Despite my fantasies, I’m less likely to act on them than the normal person. I’ll accept sexual touch but it takes me long time to get there. I’ve been thinking about what it means to negotiate physical intimacy in a relationship, given how much I enjoy physical touch and affection and yet can’t/won’t do anything without lots of trust and “practice”. I feel a little like I’m enclosed somehow by being an Ace person and having limits on what I can experience through my body. I’m not sad about this exactly. I feel wistful.

* All names in this blog are fictional to protect individuals’ privacy.


While I was drafting this blog post, I was listening to Ellie Goulding’s Love Me Like You Do and Aaliyah’s I Refuse, Are You That Somebody, We Need A Resolution (Aaliyah is one of my favorite R&B singers and her songs stand the test the time.)

Musings No. 2

I went on a first date last Friday with another person I met on OkCupid. He seemed like a nice enough guy but I didn’t feel like we had chemistry. He seemed like he was one of those people who played Dungeons and Dragons when he was a teenager and viewed himself as a social outcast…. and never really grew out of it. I feel like my personality would have dominated him and we would both be miserable. I have this image of me constantly criticizing him for not being able to function in society in a way that I find satisfactory. That is obviously not awesome.

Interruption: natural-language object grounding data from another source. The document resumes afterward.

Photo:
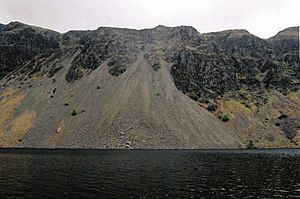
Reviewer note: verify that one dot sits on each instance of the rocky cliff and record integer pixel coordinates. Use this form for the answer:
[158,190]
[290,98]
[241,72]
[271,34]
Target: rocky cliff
[166,87]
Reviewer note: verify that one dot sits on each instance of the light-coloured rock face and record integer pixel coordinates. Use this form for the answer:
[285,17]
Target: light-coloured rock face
[115,88]
[139,109]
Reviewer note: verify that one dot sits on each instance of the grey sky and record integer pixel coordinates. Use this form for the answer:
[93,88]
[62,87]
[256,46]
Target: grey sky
[263,18]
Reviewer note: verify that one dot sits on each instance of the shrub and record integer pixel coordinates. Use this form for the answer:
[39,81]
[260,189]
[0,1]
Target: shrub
[225,118]
[250,145]
[74,112]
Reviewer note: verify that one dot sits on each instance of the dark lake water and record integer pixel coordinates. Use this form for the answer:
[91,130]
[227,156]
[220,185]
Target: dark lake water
[149,174]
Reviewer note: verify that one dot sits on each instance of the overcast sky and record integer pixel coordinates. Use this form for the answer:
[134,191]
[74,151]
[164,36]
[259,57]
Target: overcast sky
[263,18]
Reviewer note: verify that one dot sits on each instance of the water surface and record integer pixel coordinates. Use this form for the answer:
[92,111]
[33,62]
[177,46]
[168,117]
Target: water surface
[28,173]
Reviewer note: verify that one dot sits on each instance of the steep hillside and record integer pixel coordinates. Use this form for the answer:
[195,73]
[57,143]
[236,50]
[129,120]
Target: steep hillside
[153,88]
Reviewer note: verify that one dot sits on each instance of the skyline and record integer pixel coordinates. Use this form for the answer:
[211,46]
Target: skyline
[261,18]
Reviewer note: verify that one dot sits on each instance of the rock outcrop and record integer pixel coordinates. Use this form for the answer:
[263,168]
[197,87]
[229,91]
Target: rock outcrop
[166,87]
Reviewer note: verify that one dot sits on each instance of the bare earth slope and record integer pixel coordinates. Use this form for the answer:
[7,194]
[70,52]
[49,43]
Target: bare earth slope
[120,88]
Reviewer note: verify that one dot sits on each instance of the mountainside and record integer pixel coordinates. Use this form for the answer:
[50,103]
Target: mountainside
[166,87]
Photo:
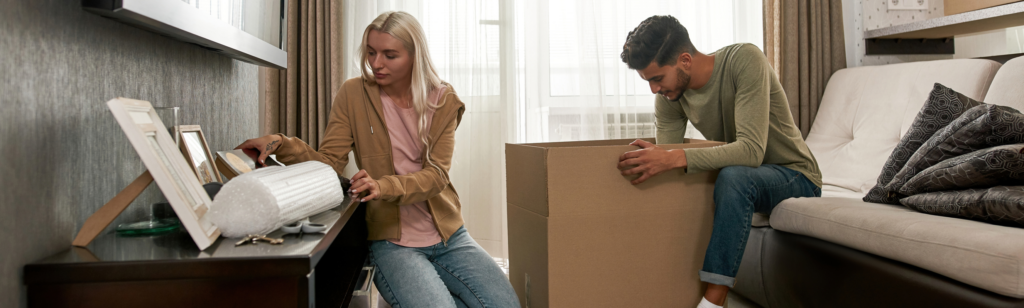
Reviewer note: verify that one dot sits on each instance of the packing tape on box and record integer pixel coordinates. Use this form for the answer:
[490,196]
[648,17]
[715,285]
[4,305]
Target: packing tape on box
[262,201]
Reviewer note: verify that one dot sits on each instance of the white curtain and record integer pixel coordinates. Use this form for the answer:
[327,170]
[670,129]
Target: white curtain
[539,71]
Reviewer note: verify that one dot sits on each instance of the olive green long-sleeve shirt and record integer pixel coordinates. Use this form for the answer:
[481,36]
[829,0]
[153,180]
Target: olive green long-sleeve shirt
[744,105]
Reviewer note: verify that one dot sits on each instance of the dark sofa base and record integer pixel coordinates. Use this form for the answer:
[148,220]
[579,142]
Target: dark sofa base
[781,269]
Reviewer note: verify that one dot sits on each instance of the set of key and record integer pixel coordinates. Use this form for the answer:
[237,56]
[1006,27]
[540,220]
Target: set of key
[256,238]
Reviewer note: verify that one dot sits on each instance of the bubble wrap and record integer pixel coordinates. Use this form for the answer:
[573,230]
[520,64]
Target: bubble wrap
[262,201]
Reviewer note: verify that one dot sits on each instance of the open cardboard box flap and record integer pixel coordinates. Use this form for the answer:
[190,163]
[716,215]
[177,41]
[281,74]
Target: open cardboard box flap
[582,235]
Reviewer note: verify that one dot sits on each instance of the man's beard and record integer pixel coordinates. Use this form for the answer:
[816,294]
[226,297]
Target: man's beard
[682,82]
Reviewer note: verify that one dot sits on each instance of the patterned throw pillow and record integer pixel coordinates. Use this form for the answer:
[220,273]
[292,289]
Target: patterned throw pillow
[981,127]
[943,106]
[984,168]
[999,205]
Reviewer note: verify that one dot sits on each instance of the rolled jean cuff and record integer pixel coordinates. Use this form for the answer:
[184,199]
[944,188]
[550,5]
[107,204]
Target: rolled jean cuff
[719,279]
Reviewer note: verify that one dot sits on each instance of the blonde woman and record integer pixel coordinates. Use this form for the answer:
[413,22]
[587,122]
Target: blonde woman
[399,118]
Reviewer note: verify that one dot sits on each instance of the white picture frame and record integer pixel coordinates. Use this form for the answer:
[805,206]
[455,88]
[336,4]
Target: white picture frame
[169,169]
[198,155]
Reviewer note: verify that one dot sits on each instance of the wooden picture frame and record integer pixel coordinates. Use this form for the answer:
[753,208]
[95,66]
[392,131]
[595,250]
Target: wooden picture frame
[198,154]
[163,159]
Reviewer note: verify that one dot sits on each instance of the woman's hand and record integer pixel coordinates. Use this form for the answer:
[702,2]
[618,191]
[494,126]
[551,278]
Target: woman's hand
[363,182]
[264,145]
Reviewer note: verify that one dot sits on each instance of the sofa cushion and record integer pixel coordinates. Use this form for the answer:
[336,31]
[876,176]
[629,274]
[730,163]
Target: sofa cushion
[999,205]
[943,105]
[981,127]
[865,111]
[979,254]
[989,167]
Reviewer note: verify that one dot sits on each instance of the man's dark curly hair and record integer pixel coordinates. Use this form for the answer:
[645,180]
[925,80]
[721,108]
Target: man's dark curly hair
[659,38]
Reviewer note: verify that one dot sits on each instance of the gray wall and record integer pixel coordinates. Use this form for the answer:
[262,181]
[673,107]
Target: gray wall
[64,154]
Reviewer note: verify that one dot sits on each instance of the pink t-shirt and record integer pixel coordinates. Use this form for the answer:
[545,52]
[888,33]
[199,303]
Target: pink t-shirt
[407,149]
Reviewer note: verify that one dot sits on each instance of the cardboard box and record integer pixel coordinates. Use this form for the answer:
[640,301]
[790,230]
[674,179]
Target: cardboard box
[951,7]
[581,235]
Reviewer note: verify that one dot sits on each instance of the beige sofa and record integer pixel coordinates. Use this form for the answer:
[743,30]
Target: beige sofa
[863,115]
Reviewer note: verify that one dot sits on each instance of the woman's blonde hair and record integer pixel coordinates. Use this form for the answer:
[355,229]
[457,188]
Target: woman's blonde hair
[406,29]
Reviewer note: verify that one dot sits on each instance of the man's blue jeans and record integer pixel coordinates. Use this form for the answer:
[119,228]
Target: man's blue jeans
[460,274]
[738,192]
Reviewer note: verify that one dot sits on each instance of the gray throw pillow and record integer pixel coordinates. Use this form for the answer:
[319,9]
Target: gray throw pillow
[999,205]
[980,127]
[989,167]
[943,105]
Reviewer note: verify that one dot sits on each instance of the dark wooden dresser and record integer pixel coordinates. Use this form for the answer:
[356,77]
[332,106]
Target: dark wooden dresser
[168,270]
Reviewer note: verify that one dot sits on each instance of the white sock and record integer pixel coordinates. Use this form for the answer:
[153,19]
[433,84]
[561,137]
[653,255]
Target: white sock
[706,304]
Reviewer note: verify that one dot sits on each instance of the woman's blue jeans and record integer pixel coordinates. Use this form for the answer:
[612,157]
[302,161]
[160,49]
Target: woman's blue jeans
[738,192]
[460,274]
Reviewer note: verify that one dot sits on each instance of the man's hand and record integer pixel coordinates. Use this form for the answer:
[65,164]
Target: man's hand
[650,160]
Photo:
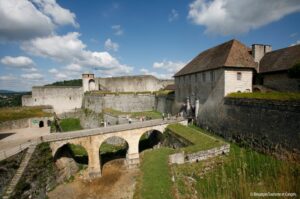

I feel like I’m slowly getting into the swing of things in the dating front. I downloaded OkCupid onto my phone maybe a month or two after I moved back to New York and never used it for months afterward. I think I was not ready to start looking seriously. I’m still having crippling anxiety, but I’m much more serious about using the app and I think that I put a pretty good game face when I meet my dates. I’m not really afraid of dating. It’s just that I don’t trust my judgment anymore about relationships and who I can rely on.

I met some Ace folks yesterday for dinner, drinks, and playing games at pinball machines. It was really nice to see people but it was a long day. One of my Ace bffs invited me to a BDSM munch next Friday. I’m excited to go. I haven’t gone to a munch in a long time and it’ll be my first in New York.

I want someone to dominate me. I feel like I’m happiest when I’m serving someone. It definitely affected my career choices since I worked in public service for a long time. I’m like that with my family and friends as well. So, why should my romantic relationships be any different? I definitely don’t want a D/S relationship that looks like a master-slave relationship. But I’m not sure how that kind of relationship would work with someone like me who’s more interested in the power exchange part of BDSM more than the sex.

The friend who invited me to the munch and I get along so well that I wish I felt romantic feelings towards him. But I don’t. But it’s nice to be able to rely on him.


While drafting this blog post, I’ve been listening to Handel’s Messiah.